The bomb landed in a dense civilian area, damaging homes, warehouses, a medical facility, an educational institution and a fuel station. Kharkiv sits barely 30 kilometers from the Russian border, leaving residents almost no time to shelter before a glide bomb reaches them.

The State Emergency Service reported three separate fires—burning cars and dry grass in an open area—that crews quickly extinguished. Rescuers, police, medics and utility teams worked at the scene as damage was assessed.

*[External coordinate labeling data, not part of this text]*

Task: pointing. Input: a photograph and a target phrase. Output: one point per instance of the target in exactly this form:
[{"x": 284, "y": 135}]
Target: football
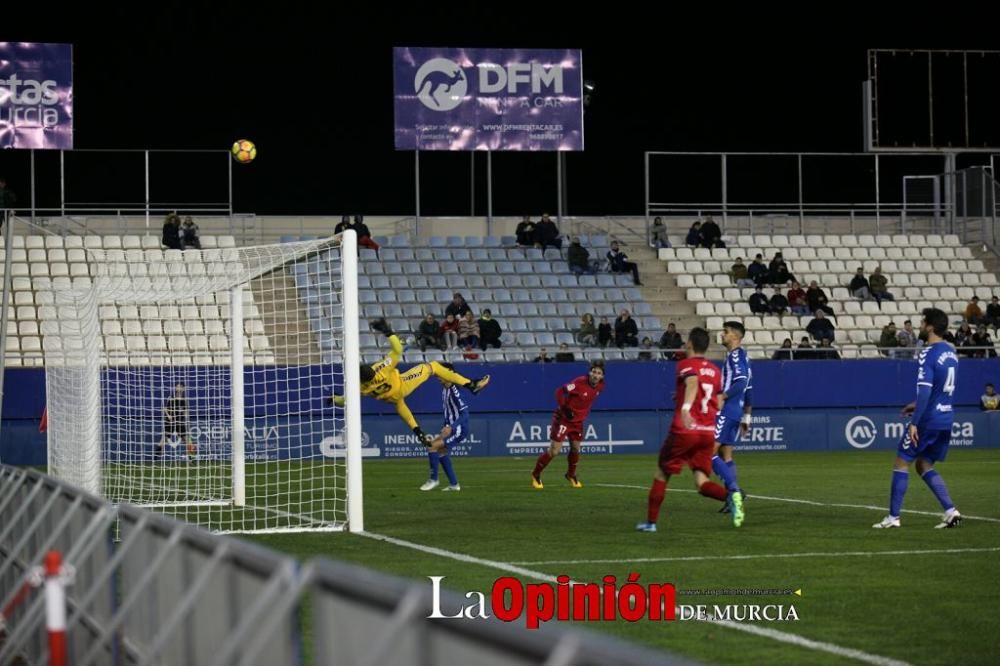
[{"x": 244, "y": 151}]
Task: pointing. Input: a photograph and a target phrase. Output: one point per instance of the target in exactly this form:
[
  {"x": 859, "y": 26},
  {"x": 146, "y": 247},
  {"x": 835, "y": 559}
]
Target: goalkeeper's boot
[
  {"x": 737, "y": 499},
  {"x": 477, "y": 385}
]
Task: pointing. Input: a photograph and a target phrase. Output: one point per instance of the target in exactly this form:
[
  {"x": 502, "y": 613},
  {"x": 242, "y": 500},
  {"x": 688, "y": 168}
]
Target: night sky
[{"x": 313, "y": 89}]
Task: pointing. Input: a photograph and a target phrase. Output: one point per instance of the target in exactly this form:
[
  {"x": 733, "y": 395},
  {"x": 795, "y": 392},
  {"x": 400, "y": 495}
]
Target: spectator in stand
[
  {"x": 693, "y": 239},
  {"x": 525, "y": 232},
  {"x": 990, "y": 400},
  {"x": 880, "y": 286},
  {"x": 797, "y": 302},
  {"x": 820, "y": 327},
  {"x": 547, "y": 233},
  {"x": 468, "y": 331},
  {"x": 172, "y": 232},
  {"x": 618, "y": 263},
  {"x": 579, "y": 258},
  {"x": 711, "y": 234},
  {"x": 604, "y": 333},
  {"x": 816, "y": 299},
  {"x": 587, "y": 333},
  {"x": 859, "y": 286},
  {"x": 458, "y": 306},
  {"x": 785, "y": 352},
  {"x": 757, "y": 271},
  {"x": 759, "y": 303},
  {"x": 993, "y": 313},
  {"x": 626, "y": 331},
  {"x": 429, "y": 333},
  {"x": 658, "y": 234},
  {"x": 974, "y": 313},
  {"x": 364, "y": 234},
  {"x": 564, "y": 355},
  {"x": 778, "y": 303},
  {"x": 489, "y": 331},
  {"x": 449, "y": 332}
]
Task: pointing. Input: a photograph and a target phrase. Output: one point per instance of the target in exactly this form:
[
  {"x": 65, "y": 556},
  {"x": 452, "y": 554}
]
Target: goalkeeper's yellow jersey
[{"x": 386, "y": 385}]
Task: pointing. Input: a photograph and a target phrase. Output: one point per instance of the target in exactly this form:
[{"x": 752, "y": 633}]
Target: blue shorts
[
  {"x": 727, "y": 430},
  {"x": 933, "y": 445}
]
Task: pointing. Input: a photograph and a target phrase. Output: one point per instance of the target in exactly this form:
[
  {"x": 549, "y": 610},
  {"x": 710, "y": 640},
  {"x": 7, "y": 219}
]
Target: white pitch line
[
  {"x": 763, "y": 556},
  {"x": 765, "y": 632},
  {"x": 792, "y": 500}
]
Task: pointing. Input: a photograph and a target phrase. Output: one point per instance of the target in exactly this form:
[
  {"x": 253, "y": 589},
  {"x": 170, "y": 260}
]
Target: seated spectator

A firefighter works near a burned-out car following a Russian guided bomb strike on Kharkiv’s Shevchenkivskyi district. (Source: DSNS Kharkiv)
A firefighter works near a burned-out car following a Russian guided bomb strike on Kharkiv’s Shevchenkivskyi district. (Source: DSNS Kharkiv)
Emergency workers inspect a damaged residential building after a Russian guided bomb strike on Kharkiv. (Source: DSNS Kharkiv)
Emergency workers inspect a damaged residential building after a Russian guided bomb strike on Kharkiv. (Source: DSNS Kharkiv)

By 17:27, Syniehubov had raised the number of wounded to 21. Fifteen people sustained blast injuries, including two children; eight were hospitalized, two of them in serious condition. Six others, among them three children, were treated on site for acute stress reactions.

KABs are Soviet-era free-fall bombs fitted with satellite guidance and pop-out wings, turning cheap unguided munitions into precision glide weapons. Released from aircraft dozens of kilometers away, they carry warheads ranging from 250 kilograms to well over a ton.

Because Russian pilots launch them from their own airspace, the bombs are hard to intercept and especially destructive against border cities like Kharkiv.

Kharkiv has faced a steady run of glide-bomb attacks in recent weeks. A KAB strike on the city on June 29 killed one person and wounded at least 10, damaging a tram, power lines, more than 15 vehicles, an industrial site and nearby homes.